Senate Democrats on Friday introduced their plan for keeping the federal government funded through September, with a vote on the measure as well as a House-passed proposal expected to come as early as next Tuesday.

The Senate Democratic plan, which was put forth one day after a bipartisan, bicameral meeting between congressional leaders and Vice President Joe Biden, includes about $6.5 billion in cuts offered by the White House on Thursday.

In announcing the measure, S. 149, Senate Democrats argued that their plan “makes prudent cuts that will allow the government to meet its obligations to the American people, while sparing our economy from further damage at a time of great uncertainty. It makes necessary investments in a limited number of targeted programs that are essential to national security and for maintaining the most basic of government services.”

They also took aim at many of the House-passed cuts as “simply irresponsible, made in order to meet an arbitrary number used as part of a campaign promise.”

Senate Majority Leader Harry Reid (D-Nev.) asked consent on the Senate floor Friday afternoon to hold votes Tuesday on both the Senate Democratic plan and the House-passed measure, H.R. 1, which would cut $61 billion from current levels.

“If H.R. 1 doesn’t pass – and it won’t pass – and if ours doesn’t pass, we at least know where we stand, Mr. President, to move this ball down the road a little further,” Reid said.

Senate Minority Leader Mitch McConnell (R-Ky.) temporarily objected to Reid’s move, however, arguing that lawmakers need more time to look at the specifics of the Democratic bill.

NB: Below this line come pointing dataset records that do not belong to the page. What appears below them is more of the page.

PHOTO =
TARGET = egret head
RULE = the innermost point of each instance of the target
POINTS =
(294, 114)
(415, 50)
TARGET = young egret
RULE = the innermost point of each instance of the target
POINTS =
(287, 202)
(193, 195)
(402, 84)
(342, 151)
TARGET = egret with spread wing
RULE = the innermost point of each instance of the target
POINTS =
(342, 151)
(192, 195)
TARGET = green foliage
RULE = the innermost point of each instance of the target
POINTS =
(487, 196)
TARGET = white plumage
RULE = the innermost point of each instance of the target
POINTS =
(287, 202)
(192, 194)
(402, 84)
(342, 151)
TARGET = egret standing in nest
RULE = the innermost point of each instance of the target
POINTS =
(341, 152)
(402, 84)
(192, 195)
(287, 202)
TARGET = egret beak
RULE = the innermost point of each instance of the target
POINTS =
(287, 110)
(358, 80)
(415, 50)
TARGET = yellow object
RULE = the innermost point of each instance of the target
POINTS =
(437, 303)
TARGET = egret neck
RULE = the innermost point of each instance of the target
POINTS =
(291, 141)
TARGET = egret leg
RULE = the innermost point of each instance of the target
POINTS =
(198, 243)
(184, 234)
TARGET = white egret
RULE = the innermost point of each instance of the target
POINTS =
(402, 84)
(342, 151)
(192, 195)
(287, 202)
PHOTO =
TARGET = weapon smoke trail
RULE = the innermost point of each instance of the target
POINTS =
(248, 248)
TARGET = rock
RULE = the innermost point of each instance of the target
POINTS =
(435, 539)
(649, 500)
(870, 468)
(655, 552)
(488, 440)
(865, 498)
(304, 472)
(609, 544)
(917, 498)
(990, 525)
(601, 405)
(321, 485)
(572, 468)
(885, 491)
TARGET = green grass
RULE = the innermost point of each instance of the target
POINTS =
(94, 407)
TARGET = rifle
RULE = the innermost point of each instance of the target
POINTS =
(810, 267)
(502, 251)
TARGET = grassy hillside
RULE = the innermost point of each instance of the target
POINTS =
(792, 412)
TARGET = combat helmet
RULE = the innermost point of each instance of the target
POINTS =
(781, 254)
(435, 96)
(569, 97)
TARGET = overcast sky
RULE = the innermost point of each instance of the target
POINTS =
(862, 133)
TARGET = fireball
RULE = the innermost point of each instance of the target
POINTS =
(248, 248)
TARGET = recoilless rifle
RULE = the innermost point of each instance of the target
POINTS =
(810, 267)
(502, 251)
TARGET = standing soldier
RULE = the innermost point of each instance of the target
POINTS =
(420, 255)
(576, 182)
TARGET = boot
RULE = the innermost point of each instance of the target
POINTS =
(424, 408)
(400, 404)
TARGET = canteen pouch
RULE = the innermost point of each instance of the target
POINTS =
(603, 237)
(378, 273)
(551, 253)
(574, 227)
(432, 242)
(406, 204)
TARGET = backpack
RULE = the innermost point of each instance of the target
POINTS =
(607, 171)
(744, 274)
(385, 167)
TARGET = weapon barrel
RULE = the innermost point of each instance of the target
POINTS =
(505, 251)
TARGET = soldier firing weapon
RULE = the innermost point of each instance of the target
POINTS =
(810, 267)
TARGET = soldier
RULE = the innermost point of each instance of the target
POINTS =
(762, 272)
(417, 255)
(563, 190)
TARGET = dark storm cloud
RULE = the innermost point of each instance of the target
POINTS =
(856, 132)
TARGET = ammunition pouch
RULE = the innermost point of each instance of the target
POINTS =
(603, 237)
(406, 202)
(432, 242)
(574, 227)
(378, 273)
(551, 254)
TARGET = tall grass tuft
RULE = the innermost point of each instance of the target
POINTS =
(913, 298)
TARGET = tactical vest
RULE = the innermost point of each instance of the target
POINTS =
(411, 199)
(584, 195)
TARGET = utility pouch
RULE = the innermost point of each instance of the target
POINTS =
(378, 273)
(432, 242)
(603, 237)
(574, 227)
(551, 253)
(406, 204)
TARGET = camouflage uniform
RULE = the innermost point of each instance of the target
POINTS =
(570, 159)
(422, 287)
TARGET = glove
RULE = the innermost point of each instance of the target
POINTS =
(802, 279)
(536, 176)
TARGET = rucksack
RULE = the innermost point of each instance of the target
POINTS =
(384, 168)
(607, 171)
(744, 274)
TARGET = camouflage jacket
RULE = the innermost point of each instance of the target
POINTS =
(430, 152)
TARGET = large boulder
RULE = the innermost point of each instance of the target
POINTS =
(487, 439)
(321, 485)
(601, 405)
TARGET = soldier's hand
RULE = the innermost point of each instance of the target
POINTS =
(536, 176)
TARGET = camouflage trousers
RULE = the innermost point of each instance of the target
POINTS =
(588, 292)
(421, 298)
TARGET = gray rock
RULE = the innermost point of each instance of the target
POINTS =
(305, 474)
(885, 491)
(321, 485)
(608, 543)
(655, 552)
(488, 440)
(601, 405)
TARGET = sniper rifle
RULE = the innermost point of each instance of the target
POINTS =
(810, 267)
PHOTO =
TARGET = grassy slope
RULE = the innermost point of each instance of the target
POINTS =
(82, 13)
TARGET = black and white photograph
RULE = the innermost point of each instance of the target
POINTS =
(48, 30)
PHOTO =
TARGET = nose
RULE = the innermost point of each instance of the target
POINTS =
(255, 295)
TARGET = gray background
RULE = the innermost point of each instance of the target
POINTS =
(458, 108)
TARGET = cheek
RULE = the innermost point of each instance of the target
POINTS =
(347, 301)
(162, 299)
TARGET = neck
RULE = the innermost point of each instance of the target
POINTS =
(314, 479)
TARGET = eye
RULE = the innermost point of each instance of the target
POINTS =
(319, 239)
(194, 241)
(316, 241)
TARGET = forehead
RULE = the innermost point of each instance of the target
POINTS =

“We need to have a chance over the weekend to take a look at what our friends have offered here and it could well be that by Monday, we will conclude this proposal that the Majority Leader has laid out is the best way to go forward,” McConnell said. “We’ll continue to talk about that over the weekend.”

Senate Democrats charged that the move by McConnell was an attempt to block an up-or-down vote on House Republicans’ spending plan, which Senate Republicans have been calling for since its passage in the House last month.

“By objecting to an up-or-down vote on the House bill, Senate Republicans are agreeing with us that the proposal is too extreme to pass as is,” Sen. Charles Schumer (D-N.Y.) said in a statement. “Now that they have admitted they want changes to it just like we do, the real negotiations on the budget can finally begin.”

McConnell’s office contended that that wasn’t the case, noting that Reid and McConnell are slated to consult with their members and each other on the plan.

“Sen. Schumer must not have been on the floor at the time and missed the exchange between the Senate leaders where they discussed working together over the weekend to set up votes on both the House bill and the Democrats’ status quo bill,” said McConnell’s deputy chief of staff, Don Stewart.

Reid and McConnell are slated to consult with their members and each other on the plan.

In addition to the debate over keeping the federal government funded, the Senate is also dealing with a patent reform bill; action on that is expected to wrap up by Tuesday morning, meaning that Tuesday would be the earliest the Senate could take up the government funding measures.

Neither the Senate Democratic plan nor the House-passed bill is likely to garner the 60 votes necessary to avert a filibuster; the failure of both measures, however, would allow House and Senate leaders to make the case to their rank-and-file members that a compromise is necessary.